Even though sediment transport has been studied extensively in the past decades, not all physical processes involved are yet well understood and represented. This results in a modeling deficiency in that few models include complete and detailed descriptions of the necessary physical processes and in that models that do usually focus on the specific case of sheet flows. We seek to address this modeling issue by developing a model that would describe appropriately the physics and would not only focus on sheet flows.

To that end, we employ a two-phase approach, for which concentration-weighted averaged equations of motion are solved for a sediment and a fluid phase. The two phases are assumed to only interact through drag forces. The correlations between fluctuating quantities are modeled using the turbulent viscosity and the gradient diffusion hypotheses. The fluid turbulent stresses are calculated using a modified k-epsilon model that accounts for the two-way particle-turbulence interaction, and the sediment stresses are calculated using a collisional granular flow theory.

This approach is used to study three different problems: dilute flow modeling, sheet flows and scouring. In dilute models sediment stresses are neglected. Near bed processes are instead modeled through the bottom boundary conditions and we consider and compare two widely used approaches. We also introduce and validate a concentration dependent Schmidt number.

The sheet flow model is validated for different flow conditions. Several well-known results and formulae are confirmed such as reduced turbulence in the diluted region, the bed load layer thickness and the dependence of the sediment transport rate on the Shields parameter. It also provides a counterexample to modeling the bed shear stress in phase with the free stream velocity.
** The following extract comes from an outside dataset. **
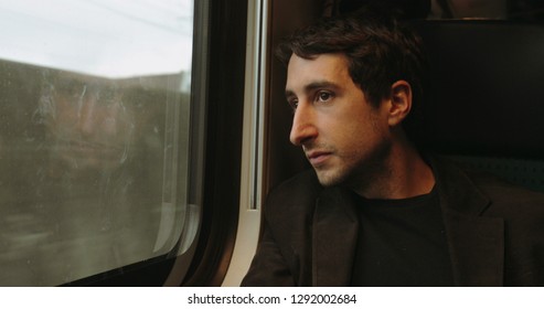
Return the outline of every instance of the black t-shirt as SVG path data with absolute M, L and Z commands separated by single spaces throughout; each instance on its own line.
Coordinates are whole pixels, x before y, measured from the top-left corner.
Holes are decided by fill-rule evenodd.
M 360 231 L 352 286 L 452 286 L 438 195 L 367 200 L 358 206 Z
Finally, it provides information on the vertical sediment flux, which could be used to model the bottom boundary condition in dilute models.

The two-phase model is also shown to be able to represent two-dimensional sediment transport issues. A simple benchmark test case (scouring downstream of an apron) is performed and results are found to reproduce reasonably well existing experimental data.

Future work on sediment transport modeling is also discussed.